Americans are increasingly unhappy about the economy, and they blame Washington politicians on both sides of the aisle for their anxiety. This is the conclusion drawn from a WSJ/NBC News poll that mirrors a Gallup poll released two days earlier. In case you had your doubts, the results are in: Americans have had it with business as usual in the nation’s capital.
The polls show that more than 75 percent of Americans believe their children will not have better opportunities or lives than they, the parents, have, and nearly that same percentage believes the country is going in the wrong direction. It is a significant increase from a similar survey conducted in June. Perhaps more alarming is that more than half, 60 percent, believe the country is in decline.
How can this be when Department of Labor reports reflect a consistent pace in hiring, and the economy is relatively stable?
The public’s pessimism isn’t hard to understand, considering many people earn less than they did before the start of the recession, More than a third still owe more for their homes than they’re worth. Additionally, recent employment tendencies show that many new hires are often part-time workers or subcontractors who aren’t eligible for employee benefits.
The fact is that while hiring figures may indicate an increase in employment, growth in family income remains alarmingly low with diminishing opportunities to save for the future. These families make up the growing demographic of the working poor who, unable to save for the future, will be economically dependent on their families or state and federal government if nothing changes. The ground-floor feeling is that this economy is not doing what needs to be done to sustain a middle class.
So it is refreshing that to read some of the report of House Budget Committee Chairman Paul Ryan, R-Wisc., Expanding Opportunity in America, which picks up President Lyndon Johnson’s theme of the War on Poverty. Ryan’s approach takes this to the next level. Recognizing that poverty has been well-addressed with direct assistance, he argues that it didn’t go far enough to help individuals become independent of government aid.
“True victory over poverty involves making people self-sufficient who are currently not,” Ryan says, while adding that it is a worthwhile endeavor even if it means a larger investment than cash-based assistance. Washington spends an extraordinary amount, $800 billion, to fund 92 programs to help families. It’s almost impossible to measure their effectiveness. Too many are designed to assist the poor but not eliminate poverty.
Few policymakers have been willing to address this problem. This makes the Ryan plan an excellent read for Americans who are really serious about helping the poor get out of poverty.

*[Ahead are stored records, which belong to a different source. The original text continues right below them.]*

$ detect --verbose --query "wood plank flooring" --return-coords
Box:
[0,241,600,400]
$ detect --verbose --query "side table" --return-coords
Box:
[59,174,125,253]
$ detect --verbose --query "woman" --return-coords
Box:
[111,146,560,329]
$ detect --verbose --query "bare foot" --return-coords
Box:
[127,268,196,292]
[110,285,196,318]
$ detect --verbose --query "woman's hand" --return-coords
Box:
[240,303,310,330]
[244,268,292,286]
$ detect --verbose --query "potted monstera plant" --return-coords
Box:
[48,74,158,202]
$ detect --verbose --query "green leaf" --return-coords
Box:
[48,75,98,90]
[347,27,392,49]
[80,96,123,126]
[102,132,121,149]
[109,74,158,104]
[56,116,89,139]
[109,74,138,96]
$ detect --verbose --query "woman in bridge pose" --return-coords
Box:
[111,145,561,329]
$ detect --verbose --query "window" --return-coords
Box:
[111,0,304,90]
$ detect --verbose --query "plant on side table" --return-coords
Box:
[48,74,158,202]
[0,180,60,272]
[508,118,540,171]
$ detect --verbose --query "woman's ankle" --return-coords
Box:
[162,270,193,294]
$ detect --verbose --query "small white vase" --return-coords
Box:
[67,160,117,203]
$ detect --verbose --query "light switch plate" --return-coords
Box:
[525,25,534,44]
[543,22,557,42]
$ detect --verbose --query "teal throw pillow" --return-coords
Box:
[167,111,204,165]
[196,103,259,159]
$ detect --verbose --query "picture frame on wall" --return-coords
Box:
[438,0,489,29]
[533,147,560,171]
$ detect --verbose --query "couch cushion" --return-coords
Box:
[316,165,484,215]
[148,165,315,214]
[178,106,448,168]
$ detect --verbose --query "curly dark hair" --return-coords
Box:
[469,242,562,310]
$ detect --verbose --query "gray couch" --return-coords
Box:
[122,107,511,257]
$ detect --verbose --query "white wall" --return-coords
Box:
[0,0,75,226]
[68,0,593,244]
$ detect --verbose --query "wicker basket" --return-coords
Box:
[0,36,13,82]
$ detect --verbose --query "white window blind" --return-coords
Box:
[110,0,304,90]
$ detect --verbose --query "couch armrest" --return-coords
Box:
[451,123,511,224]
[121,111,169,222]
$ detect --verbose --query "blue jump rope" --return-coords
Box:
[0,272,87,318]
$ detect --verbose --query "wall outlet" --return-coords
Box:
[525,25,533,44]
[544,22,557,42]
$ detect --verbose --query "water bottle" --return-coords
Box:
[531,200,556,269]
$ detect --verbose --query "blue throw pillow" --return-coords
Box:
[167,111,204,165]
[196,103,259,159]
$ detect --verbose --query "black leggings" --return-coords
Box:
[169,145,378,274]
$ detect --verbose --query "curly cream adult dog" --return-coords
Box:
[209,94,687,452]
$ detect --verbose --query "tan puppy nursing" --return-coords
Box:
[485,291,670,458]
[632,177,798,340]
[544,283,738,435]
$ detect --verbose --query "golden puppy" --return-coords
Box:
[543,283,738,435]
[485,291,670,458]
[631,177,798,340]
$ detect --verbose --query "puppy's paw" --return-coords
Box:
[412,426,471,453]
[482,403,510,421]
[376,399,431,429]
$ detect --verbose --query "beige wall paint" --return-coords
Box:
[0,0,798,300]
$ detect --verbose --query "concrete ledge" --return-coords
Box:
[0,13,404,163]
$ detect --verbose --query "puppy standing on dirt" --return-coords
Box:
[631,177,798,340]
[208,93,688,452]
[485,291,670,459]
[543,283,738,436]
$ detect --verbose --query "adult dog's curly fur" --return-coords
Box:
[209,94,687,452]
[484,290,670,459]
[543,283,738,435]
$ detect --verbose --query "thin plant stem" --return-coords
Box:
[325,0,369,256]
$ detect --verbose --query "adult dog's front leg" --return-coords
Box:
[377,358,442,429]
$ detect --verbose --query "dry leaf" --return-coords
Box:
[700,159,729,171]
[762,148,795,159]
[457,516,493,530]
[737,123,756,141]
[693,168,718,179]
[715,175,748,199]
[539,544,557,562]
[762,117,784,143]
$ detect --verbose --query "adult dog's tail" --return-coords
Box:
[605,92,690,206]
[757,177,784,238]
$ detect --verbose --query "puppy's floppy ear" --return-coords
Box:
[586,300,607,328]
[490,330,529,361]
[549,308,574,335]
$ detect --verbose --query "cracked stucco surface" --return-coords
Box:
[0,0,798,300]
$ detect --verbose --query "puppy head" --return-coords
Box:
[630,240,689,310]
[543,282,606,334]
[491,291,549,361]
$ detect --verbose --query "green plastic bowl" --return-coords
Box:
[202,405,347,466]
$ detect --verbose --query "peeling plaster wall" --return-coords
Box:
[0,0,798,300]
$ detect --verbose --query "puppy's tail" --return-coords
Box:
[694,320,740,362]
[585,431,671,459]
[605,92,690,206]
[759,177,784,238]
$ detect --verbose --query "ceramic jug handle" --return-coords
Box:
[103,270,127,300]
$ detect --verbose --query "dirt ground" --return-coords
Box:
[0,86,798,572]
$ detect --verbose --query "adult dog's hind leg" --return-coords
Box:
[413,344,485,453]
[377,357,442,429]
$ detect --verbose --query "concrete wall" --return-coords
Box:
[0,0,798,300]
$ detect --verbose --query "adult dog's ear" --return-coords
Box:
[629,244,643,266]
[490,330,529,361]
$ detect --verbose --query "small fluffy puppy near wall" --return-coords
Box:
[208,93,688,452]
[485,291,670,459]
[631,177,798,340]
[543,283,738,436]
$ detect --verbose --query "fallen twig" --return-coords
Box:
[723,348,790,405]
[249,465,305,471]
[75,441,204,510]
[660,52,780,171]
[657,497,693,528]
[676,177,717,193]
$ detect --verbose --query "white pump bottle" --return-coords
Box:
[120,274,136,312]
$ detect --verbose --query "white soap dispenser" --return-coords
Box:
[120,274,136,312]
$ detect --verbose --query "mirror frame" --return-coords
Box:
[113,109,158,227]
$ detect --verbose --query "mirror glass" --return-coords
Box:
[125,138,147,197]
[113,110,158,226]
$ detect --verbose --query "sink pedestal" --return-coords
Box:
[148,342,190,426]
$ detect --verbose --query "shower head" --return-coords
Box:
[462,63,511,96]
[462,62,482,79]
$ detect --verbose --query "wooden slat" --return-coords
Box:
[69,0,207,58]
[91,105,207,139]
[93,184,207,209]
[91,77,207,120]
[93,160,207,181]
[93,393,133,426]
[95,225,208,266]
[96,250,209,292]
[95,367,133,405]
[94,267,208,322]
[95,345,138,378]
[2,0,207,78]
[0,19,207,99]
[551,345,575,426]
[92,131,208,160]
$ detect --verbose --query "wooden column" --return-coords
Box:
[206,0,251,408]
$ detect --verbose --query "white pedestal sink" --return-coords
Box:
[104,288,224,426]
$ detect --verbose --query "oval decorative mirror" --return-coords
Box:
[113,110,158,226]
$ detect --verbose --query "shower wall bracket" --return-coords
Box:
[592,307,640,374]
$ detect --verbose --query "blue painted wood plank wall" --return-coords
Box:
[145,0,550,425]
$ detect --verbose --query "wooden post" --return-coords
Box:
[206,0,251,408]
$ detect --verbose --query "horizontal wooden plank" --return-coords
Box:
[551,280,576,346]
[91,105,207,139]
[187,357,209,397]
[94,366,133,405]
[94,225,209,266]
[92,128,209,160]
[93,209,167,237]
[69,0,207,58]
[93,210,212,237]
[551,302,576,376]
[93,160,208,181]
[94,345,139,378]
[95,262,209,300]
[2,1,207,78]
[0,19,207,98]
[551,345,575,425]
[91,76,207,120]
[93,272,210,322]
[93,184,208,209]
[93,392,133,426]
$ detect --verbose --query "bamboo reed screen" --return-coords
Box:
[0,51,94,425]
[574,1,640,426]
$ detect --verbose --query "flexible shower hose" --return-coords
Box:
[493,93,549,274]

One of the hallmarks of the plan is to transfer federal programs to the states and have them administer and experiment with programs that could prove more successful than what exists today. The plan recognizes that one size does not fit all ; what is best for Florida may not be as effective for New York, for example. Innovation, an area where Americans excel, rarely is seen at the federal level. You see it more often at the state level, where best practices are better developed and implemented.
State participation would be voluntary. They would have to compete for these “opportunity grants.” The administration has implemented a similar approach in education with Race to the Top, to Florida’s benefit.
Most interesting, Ryan includes criminal-justice reform as a means to also reduce poverty. Some prison sentences for nonviolent offenses are too long — 51 percent of the federal prison population is serving terms for drug-related offenses. Rehabilitation, in many cases, would result in better citizens when incarceration just wastes taxpayers’ money. This isn’t a new idea, but it’s worth the debate.
Partisan cynics will find it hard to separate the message from the messenger. Ryan’s fiscal conservatism is well known. Nonetheless, he has a distinct ability to work with liberal members across the aisle and tackle problems outside of the usual parameters. Before joining the Romney ticket, Ryan teamed up with liberal Sen. Ron Wyden, D-Ore., another out-of-the-box thinker, to introduce a proposal for reforming Medicare. It made business-as-usual Washington nervous. Ryan is doing it again.
When a far-reaching proposal makes both Democrats and Republicans equally uncomfortable, you know you’re probably on to something good.